Madagascar Biodiversity Center
- Founded: 2002
- Purpose: Promote the conservation of Madagascar's biodiversity; educate students of Madagascar in related sciences; and house the National Arthropod Collection
- Location: Botanical and Zoological Garden of Tsimbazaza;
- Executive director: Brian Fisher

= Madagascar Biodiversity Center =

The Madagascar Biodiversity Center or Bibikely Biodiversity Center is Madagascar's first and only biodiversity research center, and is a joint project of the Bibikely Biodiversity Institute, and the California Academy of Sciences, in cooperation with the Malagasy government.

==Introduction==

The Bibikely Biodiversity Institute is an NGO founded and presently directed by Dr.
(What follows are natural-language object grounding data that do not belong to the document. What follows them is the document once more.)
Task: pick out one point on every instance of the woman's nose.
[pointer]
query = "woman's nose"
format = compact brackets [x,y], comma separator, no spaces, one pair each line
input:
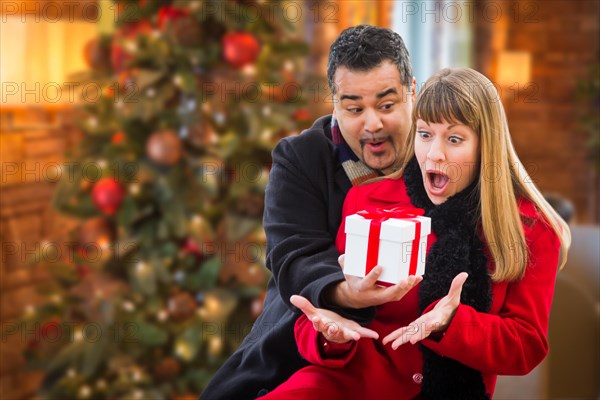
[436,151]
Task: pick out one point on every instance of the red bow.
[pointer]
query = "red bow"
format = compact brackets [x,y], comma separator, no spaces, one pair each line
[377,217]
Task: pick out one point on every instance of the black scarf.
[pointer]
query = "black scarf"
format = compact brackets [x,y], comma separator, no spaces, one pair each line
[457,249]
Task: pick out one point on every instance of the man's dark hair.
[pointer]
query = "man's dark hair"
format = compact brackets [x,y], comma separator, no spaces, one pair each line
[364,47]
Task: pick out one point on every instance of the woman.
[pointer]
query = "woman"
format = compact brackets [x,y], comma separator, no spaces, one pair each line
[482,308]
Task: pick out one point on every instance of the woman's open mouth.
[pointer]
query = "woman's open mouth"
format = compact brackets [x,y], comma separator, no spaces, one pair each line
[438,181]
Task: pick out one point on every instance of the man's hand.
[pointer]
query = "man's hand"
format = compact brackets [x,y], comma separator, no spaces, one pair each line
[332,326]
[436,320]
[357,292]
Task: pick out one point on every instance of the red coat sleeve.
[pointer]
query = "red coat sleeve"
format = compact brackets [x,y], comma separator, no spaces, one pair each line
[514,341]
[317,350]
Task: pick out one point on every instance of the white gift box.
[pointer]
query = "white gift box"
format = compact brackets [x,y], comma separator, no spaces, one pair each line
[395,253]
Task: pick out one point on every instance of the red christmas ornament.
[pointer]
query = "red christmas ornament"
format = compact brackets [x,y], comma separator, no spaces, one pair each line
[118,138]
[301,114]
[240,48]
[108,195]
[168,14]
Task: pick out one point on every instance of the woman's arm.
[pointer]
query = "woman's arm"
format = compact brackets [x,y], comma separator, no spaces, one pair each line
[514,341]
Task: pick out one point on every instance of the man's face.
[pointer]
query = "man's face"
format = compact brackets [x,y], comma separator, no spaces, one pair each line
[373,112]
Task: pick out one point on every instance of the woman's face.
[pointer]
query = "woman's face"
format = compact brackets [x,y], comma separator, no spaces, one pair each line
[448,154]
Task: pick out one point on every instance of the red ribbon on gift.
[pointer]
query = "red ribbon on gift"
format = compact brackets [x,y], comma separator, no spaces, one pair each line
[380,215]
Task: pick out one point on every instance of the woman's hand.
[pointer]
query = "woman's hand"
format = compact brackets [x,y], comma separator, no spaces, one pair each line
[436,320]
[332,326]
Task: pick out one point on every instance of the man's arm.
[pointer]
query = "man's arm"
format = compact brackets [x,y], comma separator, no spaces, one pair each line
[301,250]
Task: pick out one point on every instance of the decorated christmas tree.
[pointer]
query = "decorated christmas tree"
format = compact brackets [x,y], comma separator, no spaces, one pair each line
[165,273]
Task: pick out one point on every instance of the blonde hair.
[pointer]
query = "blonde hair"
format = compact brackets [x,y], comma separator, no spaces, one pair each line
[464,95]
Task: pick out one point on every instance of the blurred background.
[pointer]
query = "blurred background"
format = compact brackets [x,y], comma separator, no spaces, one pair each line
[135,149]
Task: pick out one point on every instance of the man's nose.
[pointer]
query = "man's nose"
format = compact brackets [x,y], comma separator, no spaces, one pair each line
[373,122]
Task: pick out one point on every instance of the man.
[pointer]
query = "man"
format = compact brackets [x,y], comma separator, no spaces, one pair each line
[373,89]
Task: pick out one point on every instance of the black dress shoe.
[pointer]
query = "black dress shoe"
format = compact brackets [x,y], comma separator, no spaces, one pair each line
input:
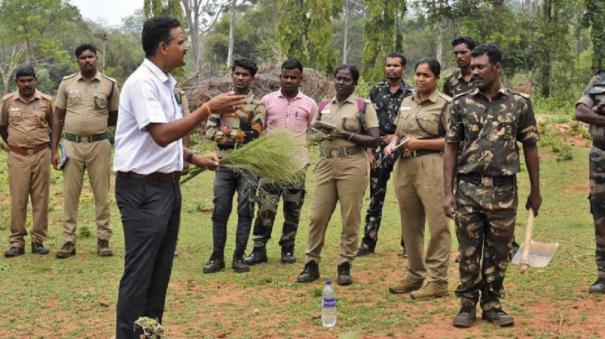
[598,286]
[344,274]
[14,252]
[465,317]
[258,256]
[287,255]
[39,249]
[310,273]
[498,317]
[214,265]
[239,266]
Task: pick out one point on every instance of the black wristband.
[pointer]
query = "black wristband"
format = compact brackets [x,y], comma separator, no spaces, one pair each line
[189,158]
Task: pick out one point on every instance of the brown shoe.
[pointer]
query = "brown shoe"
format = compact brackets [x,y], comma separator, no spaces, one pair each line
[68,250]
[103,249]
[432,289]
[405,286]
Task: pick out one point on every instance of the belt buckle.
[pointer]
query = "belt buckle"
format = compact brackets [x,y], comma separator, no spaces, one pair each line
[487,181]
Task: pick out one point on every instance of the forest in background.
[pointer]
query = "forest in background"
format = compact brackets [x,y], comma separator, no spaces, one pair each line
[550,46]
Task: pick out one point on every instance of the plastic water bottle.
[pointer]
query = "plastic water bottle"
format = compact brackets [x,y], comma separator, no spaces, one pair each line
[328,305]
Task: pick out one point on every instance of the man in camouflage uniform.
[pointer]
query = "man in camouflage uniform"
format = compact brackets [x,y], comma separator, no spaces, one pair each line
[591,110]
[460,80]
[229,131]
[481,150]
[386,97]
[25,116]
[86,104]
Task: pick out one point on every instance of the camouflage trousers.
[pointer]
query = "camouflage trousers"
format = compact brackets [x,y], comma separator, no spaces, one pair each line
[379,177]
[485,224]
[269,194]
[597,204]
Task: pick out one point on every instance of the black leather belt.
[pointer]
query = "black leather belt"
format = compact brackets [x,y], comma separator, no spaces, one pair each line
[485,180]
[172,177]
[88,138]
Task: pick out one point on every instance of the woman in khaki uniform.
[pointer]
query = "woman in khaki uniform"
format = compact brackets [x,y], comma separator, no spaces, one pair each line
[341,175]
[419,183]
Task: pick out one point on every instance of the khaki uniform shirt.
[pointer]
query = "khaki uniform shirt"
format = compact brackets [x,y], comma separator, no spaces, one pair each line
[423,120]
[87,104]
[27,121]
[225,130]
[455,84]
[593,95]
[346,116]
[488,131]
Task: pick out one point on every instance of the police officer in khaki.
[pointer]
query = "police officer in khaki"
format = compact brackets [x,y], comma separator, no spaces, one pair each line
[341,175]
[86,103]
[419,184]
[25,116]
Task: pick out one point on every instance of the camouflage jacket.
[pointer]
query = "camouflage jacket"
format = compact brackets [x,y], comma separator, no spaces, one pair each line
[594,94]
[387,105]
[455,84]
[488,131]
[239,127]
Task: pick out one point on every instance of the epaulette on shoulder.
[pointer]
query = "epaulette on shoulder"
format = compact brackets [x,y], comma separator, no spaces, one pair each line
[69,76]
[525,95]
[445,97]
[461,94]
[108,78]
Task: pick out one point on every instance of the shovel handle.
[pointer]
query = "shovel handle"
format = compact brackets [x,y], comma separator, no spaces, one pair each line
[528,233]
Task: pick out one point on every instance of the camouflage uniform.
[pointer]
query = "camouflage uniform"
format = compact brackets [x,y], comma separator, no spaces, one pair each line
[228,131]
[593,96]
[386,105]
[455,84]
[486,192]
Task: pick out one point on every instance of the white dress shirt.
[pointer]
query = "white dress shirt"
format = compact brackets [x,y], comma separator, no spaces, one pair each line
[147,97]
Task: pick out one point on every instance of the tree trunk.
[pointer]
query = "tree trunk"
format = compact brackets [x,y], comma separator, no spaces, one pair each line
[345,40]
[231,33]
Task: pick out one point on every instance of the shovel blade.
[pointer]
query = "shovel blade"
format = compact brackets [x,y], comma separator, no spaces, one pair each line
[540,254]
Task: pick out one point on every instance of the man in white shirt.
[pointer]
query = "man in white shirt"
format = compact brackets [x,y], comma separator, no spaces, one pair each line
[149,157]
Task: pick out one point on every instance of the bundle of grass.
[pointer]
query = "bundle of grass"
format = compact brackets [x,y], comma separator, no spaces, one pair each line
[151,328]
[274,156]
Brian Fisher, preeminent field biologist, and the curator and chairman of the entomology department of the California Academy of Sciences.

The center began operations in rented facilities in 1996 and moved into its permanent facility in late 2004, which is leased at no cost from the Malagasy government until 2055.

Located within the Botanical and Zoological Garden of Tsimbazaza in Madagascar's capital city, Antananarivo, the new facility is adjacent to the Malagasy Academy of Sciences, the Academy Library, and the Academy Herbarium.

==Goals==
===Conservation===
The center was conceived in 2001 as a means to provide a safe and permanent home for the Bibikely Biodiversity Institute to continue its work of cataloging and understanding the rich biological endowment that is Madagascar's biodiversity.

Center's research will help to identify and protect more than three times the currently protected land in Madagascar.

===Understanding===
The center will enable the Bibikely Biodiversity Institute to expand its work in understanding the ecosystems of Madagascar, particularly as they relate to arthropods.

===Education===
The center will provide the facilities required to train a larger number of students, particularly those from Madagascar itself, in the science and practice of systematics, ecology, conservation and entomology.

===Collection===
The center will also provide space to house the Malagasy government's National Arthropod Collection, a repository of thousands of specimens of arthropods collected on Madagascar. The collection makes possible a large part of the needed research on arthropods of Madagascar.